Each instance captures: input (raw question + reference answer), answer_attribution (how the answer was extracted), evaluation (score, is_correct), and optional token_usage and performance metrics. Instance-level JSONL files are produced automatically by the eval converters.

Example single_turn instance:

{
  "schema_version": "instance_level_eval_0.2.0",
  "evaluation_id": "math_eval/meta-llama/Llama-2-7b-chat/1706000000",
  "model_id": "meta-llama/Llama-2-7b-chat",
  "evaluation_name": "math_eval",
  "sample_id": 4,
  "interaction_type": "single_turn",
  "input": { "raw": "If 2^10 = 4^x, what is the value of x?", "reference": "5" },
  "output": { "raw": "Rewrite 4 as 2^2, so 4^x = 2^(2x). Since 2^10 = 2^(2x), x = 5." },
  "answer_attribution": [{ "source": "output.raw", "extracted_value": "5" }],
  "evaluation": { "score": 1.0, "is_correct": true }
}

Agentic Evaluations

For agentic evaluations (e.g., SWE-Bench, GAIA), the aggregate schema captures configuration under generation_config.generation_args:

{
  "agentic_eval_config": {
    "available_tools": [
      {"name": "bash", "description": "Execute shell commands"},
      {"name": "edit_file", "description": "Edit files in the repository"}
    ]
  },
  "eval_limits": {"message_limit": 30, "token_limit": 100000},
  "sandbox": {"type": "docker", "config": "compose.yaml"}
}

At the instance level, agentic evaluations use interaction_type: "agentic" with full tool call traces recorded in the interactions array. See the Inspect AI test fixture for a GAIA example with docker sandbox and tool usage.

✅ Data Validation

This repository has a pre-commit that will validate that JSON files conform to the JSON schema. The pre-commit requires using uv for dependency management.

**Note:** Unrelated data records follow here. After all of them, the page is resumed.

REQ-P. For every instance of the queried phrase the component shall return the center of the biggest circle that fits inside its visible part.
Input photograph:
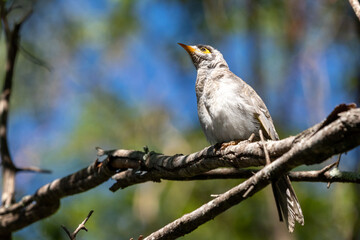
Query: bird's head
(205, 56)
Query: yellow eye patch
(204, 50)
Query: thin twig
(32, 169)
(81, 226)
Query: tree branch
(340, 132)
(330, 175)
(305, 150)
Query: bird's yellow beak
(188, 48)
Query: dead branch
(312, 146)
(305, 150)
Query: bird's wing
(261, 112)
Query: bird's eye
(204, 50)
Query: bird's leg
(252, 136)
(232, 143)
(336, 164)
(267, 158)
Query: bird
(230, 110)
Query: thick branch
(305, 150)
(339, 132)
(12, 37)
(334, 175)
(335, 135)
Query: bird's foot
(232, 143)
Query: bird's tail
(287, 203)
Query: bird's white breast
(223, 113)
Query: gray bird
(230, 110)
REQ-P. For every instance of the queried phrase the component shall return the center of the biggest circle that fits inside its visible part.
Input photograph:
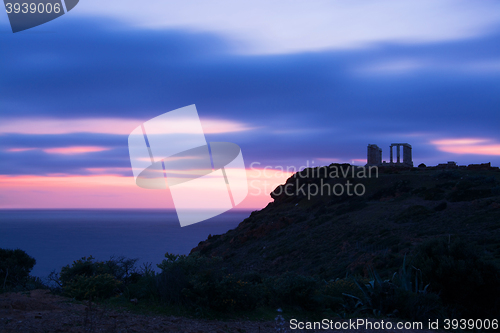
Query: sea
(55, 238)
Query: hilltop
(329, 236)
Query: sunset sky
(292, 82)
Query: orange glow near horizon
(473, 146)
(114, 191)
(74, 150)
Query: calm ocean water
(57, 237)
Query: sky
(294, 83)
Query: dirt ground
(40, 311)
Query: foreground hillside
(329, 236)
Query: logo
(31, 13)
(205, 179)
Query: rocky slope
(330, 235)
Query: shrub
(15, 266)
(99, 286)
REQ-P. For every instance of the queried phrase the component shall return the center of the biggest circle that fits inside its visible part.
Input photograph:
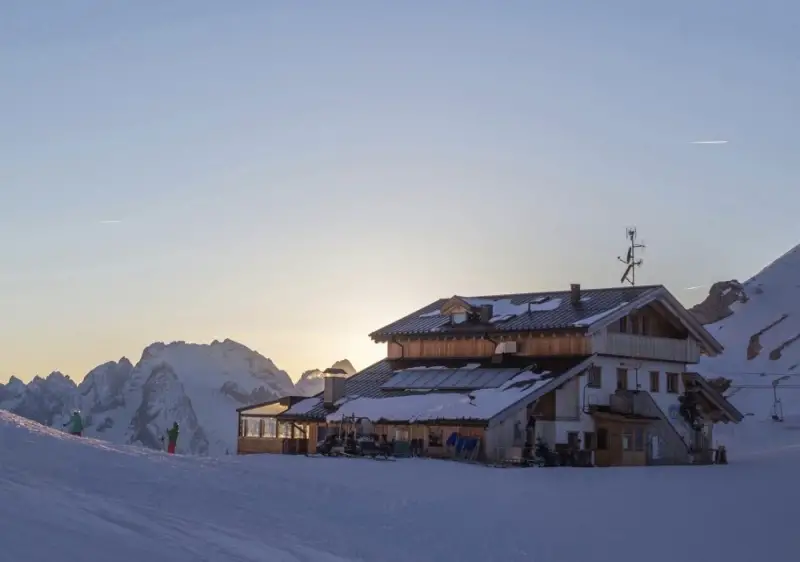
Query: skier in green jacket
(172, 435)
(75, 424)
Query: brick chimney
(575, 293)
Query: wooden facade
(644, 334)
(262, 431)
(621, 441)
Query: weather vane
(630, 259)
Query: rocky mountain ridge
(198, 385)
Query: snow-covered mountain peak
(758, 323)
(198, 385)
(313, 381)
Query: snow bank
(71, 499)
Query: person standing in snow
(172, 435)
(75, 424)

To run the pre-commit on git staged files only:

uv run pre-commit run

To run the pre-commit on all files:

uv run pre-commit run --all-files

To run the pre-commit on specific files:

uv run pre-commit run --files a.json b.json c.json

To install the pre-commit so that it will run before git commit (optional):

uv run pre-commit install

🗂️ Repository Structure

data/
└── {benchmark_name}/
    └── {developer_name}/
        └── {model_name}/
            ├── {uuid}.json          # aggregate results
            └── {uuid}.jsonl         # instance-level results (optional)

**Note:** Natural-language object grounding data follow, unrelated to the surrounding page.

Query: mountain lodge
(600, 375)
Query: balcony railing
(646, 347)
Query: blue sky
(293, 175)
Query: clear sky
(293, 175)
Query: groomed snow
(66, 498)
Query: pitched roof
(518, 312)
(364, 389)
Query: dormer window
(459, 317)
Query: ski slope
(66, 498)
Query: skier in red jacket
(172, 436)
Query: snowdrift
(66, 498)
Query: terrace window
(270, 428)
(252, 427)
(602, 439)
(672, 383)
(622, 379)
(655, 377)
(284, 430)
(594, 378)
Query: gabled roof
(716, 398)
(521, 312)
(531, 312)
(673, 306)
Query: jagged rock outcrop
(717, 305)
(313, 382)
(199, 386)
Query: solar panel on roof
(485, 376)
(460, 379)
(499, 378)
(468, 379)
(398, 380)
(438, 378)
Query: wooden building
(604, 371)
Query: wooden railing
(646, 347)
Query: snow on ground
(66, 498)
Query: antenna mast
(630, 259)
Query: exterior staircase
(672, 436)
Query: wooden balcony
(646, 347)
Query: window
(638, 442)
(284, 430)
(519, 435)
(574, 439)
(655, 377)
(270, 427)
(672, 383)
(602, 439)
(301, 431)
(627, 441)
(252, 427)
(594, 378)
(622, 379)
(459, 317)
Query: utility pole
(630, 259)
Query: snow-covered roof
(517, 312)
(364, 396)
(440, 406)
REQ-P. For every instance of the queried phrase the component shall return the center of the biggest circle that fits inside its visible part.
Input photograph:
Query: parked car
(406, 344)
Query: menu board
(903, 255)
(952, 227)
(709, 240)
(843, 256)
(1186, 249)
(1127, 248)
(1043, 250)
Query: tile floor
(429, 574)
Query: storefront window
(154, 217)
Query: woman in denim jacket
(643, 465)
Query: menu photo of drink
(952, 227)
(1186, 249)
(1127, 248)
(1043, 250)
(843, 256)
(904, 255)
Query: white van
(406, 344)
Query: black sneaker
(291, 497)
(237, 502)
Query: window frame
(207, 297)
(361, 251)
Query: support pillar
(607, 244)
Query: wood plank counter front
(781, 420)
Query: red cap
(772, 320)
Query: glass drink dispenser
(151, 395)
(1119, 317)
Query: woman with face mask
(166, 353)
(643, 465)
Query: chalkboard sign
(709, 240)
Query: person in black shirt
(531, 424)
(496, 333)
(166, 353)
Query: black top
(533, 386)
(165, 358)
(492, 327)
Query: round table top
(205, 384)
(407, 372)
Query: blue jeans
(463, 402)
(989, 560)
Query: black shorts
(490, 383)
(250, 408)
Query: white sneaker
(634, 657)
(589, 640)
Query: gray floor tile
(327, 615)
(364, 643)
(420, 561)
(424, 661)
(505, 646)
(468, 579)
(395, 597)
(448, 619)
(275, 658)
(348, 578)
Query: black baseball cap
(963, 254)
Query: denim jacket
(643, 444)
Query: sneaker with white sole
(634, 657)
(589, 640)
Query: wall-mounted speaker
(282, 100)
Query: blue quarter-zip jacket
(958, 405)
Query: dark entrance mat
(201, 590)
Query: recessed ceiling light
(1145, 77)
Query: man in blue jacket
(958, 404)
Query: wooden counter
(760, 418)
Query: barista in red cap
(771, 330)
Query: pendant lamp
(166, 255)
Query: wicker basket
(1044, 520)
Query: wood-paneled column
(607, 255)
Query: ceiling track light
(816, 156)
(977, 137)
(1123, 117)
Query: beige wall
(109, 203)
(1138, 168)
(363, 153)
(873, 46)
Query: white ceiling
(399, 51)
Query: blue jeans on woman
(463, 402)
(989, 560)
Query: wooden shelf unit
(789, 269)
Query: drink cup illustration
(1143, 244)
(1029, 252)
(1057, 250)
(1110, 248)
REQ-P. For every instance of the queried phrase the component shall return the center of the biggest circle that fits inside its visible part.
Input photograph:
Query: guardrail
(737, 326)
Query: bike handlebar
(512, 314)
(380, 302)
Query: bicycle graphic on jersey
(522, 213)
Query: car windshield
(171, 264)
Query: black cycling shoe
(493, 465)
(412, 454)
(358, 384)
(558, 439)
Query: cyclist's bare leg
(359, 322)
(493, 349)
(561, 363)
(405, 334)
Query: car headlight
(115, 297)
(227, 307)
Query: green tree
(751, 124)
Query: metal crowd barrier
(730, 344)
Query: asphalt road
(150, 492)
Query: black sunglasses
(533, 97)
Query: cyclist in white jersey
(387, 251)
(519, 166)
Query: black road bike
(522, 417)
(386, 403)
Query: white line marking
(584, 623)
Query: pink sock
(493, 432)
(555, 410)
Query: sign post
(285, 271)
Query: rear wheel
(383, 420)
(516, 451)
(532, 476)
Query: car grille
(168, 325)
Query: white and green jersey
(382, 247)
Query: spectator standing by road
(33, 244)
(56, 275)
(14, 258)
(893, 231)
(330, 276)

Example evaluations included in the schema v0.2 release:

Evaluation Data
Global MMLU Lite data/global-mmlu-lite/
HELM Capabilities v1.15 data/helm_capabilities/
HELM Classic data/helm_classic/
HELM Instruct data/helm_instruct/
HELM Lite data/helm_lite/
HELM MMLU data/helm_mmlu/
HF Open LLM Leaderboard v2 data/hfopenllm_v2/
LiveCodeBench Pro data/livecodebenchpro/
RewardBench data/reward-bench/

Schemas: eval.schema.json (aggregate) · instance_level_eval.schema.json (per-sample JSONL)

Each evaluation has its own directory under data/. Within each evaluation, models are organized by developer and model name. Instance-level data is stored in optional {uuid}.jsonl files alongside aggregate {uuid}.json results.

📋 The Schema in Practice

For a detailed walk-through, see the blogpost.

Each result file captures not just scores but the context needed to interpret and reuse them. Here's how it works, piece by piece:

Where did the evaluation come from? Source metadata tracks who ran it, where the data was published, and the relationship to the model developer:

"source_metadata": {
  "source_name": "Live Code Bench Pro",
  "source_type": "documentation",
  "source_organization_name": "LiveCodeBench",
  "evaluator_relationship": "third_party"
}

Generation settings matter. Changing temperature or the number of samples alone can shift scores by several points — yet they're routinely absent from leaderboards. We capture them explicitly:

"generation_config": {
  "generation_args": {
    "temperature": 0.2,
    "top_p": 0.95,
    "max_tokens": 2048
  }
}

The score itself. A score of 0.31 on a coding benchmark (pass@1) means higher is better. The same 0.31 on RealToxicityPrompts means lower is better. The schema standardizes this interpretation:

"evaluation_results": [{
  "evaluation_name": "code_generation",
  "metric_config": {
    "evaluation_description": "pass@1 on code generation tasks",
    "lower_is_better": false,
    "score_type": "continuous",
    "min_score": 0,
    "max_score": 1
  },
  "score_details": {
    "score": 0.31
  }
}]

The schema also supports level-based metrics (e.g. Low/Medium/High) and uncertainty reporting (confidence intervals, standard errors). See eval.schema.json for the full specification.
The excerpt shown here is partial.